Example. Info command:

ccdb -i
> info -v default                                          (1)
> info -d /TOF                                             (2)
> info -t /TOF/params                                      (3)
> info /TOF/params                                         (4)
  1. Get information about "default" variation
  2. Get information about "/TOF" directory.
  3. Get information about "/TOF/params" type table
  4. By default 'info' treat non flag argument as a name of a table.

Commands overview

This table is printed if one executes "ccdb help"

(command) (name) (description):
add AddData Add data constants
info Info Prints extended information about an object
vers Versions Show versions of data for the specified table
run CurrentRun gets or sets current working run
dump Dump Dumps datat table to a file
show Show Shows type table data
mkdir MakeDirectory Create directory
pwd PrintWorkDir Prints working directory
cd ChangeDir Change current directory
mktbl MakeTable Create constants type table
cat Cat Show assignment data by ID
ls List List objects in a given directory
log Log Get CCDB changes log

Assuming that user is in interactive mode, one may categorize the commands:

To navigate directories

  • pwd - prints curent directory
  • cd - switch to specified directory
  • ls - list objects in the directory (wildcards are allowed)
  • mkdir - creates directory

Example. Directory commands overview:

    > pwd
	> cd /TOF
	> ls
	> mkdir constants
	> ls con*

Get information about objects

  • info - gets information about objects (use -v -r -d flags), see example 6.
  • vers - gets all versions of the table
  • cat - displays values
  • dump - same as cat but dumps files to disk
  • log - see logs information

Manage objects

  • mkdir - creates directory
  • mktbl - creates data table
  • add - adds data from text file to table (variation and runranges are created automatically by add command)

Deleting objects

While CCDB discourages to delete anything. Instead, one can deprecate tables, directories or variations, which are old and not used anymore. Deprecation removes tables/directories from listings (e.g. ls command) but if old code will request the constants, they will be available.

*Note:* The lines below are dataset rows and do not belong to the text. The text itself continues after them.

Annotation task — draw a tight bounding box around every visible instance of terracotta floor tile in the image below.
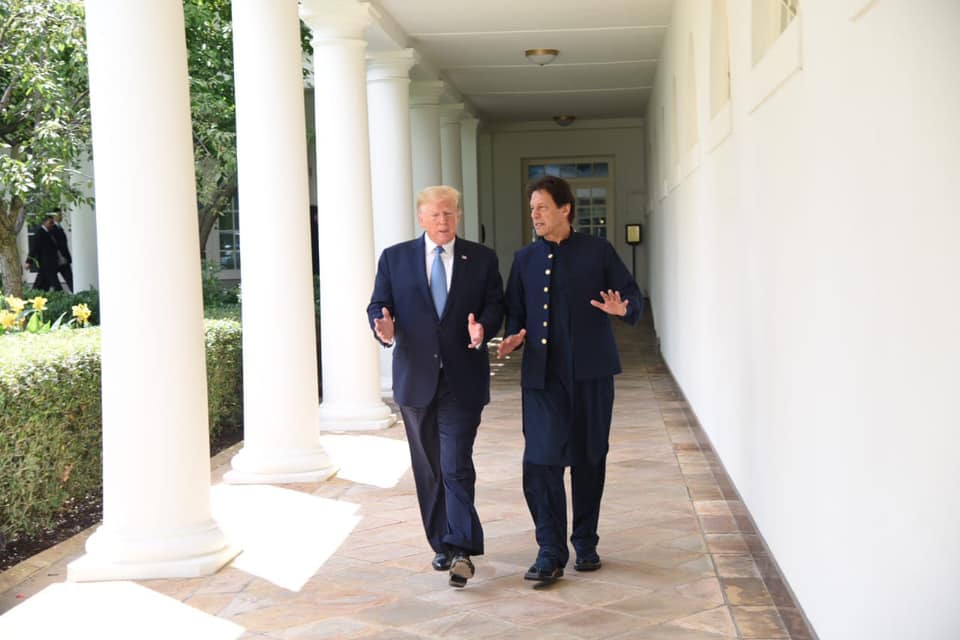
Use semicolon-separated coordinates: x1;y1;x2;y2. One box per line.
0;319;812;640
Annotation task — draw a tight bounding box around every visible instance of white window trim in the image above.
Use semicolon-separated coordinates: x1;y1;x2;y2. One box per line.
707;100;733;152
747;13;803;113
846;0;877;22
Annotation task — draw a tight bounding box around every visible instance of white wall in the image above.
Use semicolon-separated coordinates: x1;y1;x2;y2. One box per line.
478;118;646;289
648;0;960;640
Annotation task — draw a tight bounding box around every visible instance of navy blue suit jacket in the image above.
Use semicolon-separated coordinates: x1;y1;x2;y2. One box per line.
505;232;643;389
367;235;503;409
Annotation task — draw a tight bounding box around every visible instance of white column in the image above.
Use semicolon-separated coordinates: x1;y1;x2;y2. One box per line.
224;0;336;483
70;152;100;291
410;80;443;224
367;49;414;395
67;0;237;580
440;102;463;191
300;0;395;431
460;118;480;242
440;102;465;237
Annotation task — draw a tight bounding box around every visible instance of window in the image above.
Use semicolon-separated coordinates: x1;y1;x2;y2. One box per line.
752;0;800;66
218;198;240;271
523;158;614;241
683;33;700;151
573;186;608;238
745;0;803;113
710;0;730;118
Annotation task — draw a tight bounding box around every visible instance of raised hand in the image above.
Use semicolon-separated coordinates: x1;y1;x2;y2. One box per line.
373;307;393;344
497;329;527;360
467;313;483;349
590;289;630;316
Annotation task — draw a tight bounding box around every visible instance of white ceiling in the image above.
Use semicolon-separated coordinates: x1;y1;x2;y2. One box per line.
368;0;673;122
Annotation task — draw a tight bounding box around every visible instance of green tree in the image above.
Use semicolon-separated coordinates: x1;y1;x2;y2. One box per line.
183;0;237;255
183;0;311;256
0;0;90;296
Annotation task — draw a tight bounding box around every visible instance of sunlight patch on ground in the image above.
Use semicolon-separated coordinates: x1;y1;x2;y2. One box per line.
211;484;360;591
0;582;244;640
320;435;410;489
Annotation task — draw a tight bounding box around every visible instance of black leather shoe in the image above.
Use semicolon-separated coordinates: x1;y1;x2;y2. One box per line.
573;551;603;571
450;553;476;588
523;560;563;582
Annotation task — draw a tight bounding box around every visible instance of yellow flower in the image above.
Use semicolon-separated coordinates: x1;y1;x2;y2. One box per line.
6;296;27;313
71;303;91;327
0;309;17;331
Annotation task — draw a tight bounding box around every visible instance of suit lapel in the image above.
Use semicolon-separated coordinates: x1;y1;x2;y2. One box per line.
408;234;433;316
440;238;470;320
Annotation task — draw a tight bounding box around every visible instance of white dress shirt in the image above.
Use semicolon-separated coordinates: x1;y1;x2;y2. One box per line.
423;233;457;293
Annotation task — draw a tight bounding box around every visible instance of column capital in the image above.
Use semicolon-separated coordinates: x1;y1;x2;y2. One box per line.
440;102;464;124
300;0;378;43
410;80;445;107
367;49;417;82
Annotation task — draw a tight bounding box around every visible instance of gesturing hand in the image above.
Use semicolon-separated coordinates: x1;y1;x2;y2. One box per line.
497;329;527;360
590;289;630;316
467;313;483;349
373;307;393;344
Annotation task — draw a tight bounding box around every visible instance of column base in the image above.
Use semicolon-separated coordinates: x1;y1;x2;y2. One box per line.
67;526;241;582
223;445;339;484
320;403;397;431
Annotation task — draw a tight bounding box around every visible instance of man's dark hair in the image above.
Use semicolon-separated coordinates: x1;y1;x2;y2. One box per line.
527;176;577;224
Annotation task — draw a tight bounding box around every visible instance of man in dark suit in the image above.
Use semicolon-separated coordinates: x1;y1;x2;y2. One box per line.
50;211;73;293
497;176;642;582
367;186;503;587
26;216;63;291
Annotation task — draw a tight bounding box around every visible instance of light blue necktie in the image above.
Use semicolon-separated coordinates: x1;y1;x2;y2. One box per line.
430;245;447;316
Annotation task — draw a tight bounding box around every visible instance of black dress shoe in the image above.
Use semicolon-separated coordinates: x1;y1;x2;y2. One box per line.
450;553;476;588
523;560;563;582
573;551;603;571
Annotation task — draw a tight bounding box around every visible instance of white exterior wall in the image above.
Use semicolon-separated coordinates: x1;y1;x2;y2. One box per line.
648;0;960;640
479;118;646;290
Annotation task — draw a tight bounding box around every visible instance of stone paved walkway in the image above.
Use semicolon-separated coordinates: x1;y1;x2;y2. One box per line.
0;308;811;640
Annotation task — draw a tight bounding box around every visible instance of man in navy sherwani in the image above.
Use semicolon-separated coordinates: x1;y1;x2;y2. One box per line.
367;186;503;587
497;176;642;582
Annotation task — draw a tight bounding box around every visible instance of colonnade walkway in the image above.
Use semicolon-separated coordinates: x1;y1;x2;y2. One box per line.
0;314;812;640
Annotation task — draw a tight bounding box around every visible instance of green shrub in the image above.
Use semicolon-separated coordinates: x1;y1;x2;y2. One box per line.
0;329;101;540
204;320;243;438
0;320;243;540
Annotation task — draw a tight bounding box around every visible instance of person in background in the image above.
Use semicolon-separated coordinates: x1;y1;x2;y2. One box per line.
50;211;73;293
497;176;642;582
24;215;63;291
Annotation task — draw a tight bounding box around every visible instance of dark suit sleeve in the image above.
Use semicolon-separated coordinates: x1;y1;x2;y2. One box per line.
604;242;643;326
503;255;527;336
477;254;503;343
367;251;397;347
53;225;73;264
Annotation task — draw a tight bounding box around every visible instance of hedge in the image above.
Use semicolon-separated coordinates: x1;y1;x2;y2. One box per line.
0;320;243;541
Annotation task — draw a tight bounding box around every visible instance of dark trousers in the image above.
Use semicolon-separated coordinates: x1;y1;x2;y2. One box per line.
523;456;607;567
33;269;63;291
57;262;75;293
400;369;483;555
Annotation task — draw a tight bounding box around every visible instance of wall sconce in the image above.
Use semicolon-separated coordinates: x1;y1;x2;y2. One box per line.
624;224;643;278
523;49;560;67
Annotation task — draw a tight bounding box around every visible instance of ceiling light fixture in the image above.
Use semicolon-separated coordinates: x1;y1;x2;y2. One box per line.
523;49;560;67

There are still cases, when removing something might be required:

  • It is possible to make a typo/mistake when creating a table/variation
  • On early development stage (introducing new constants and writing code, that uses it) it might be beneficial to recreate something (e.g. a table with different set of rows). CCDB warning: this already might lead to trouble(!) but in many cases with playground SQL it is OK.
  • For all other cases deletion is highly not recommended! Treat CCDB as a logbook - calibration data logbook. But still removing stuff is technically possible.

rm - command shell be used with common flags -d, -t, -v, -a to remove a directory, table, variation or assignment.

Directory/table/variation must be empty to be removed. Which means, one has to first delete all assignments from table to remove table, remove all tables to remove a directory, etc.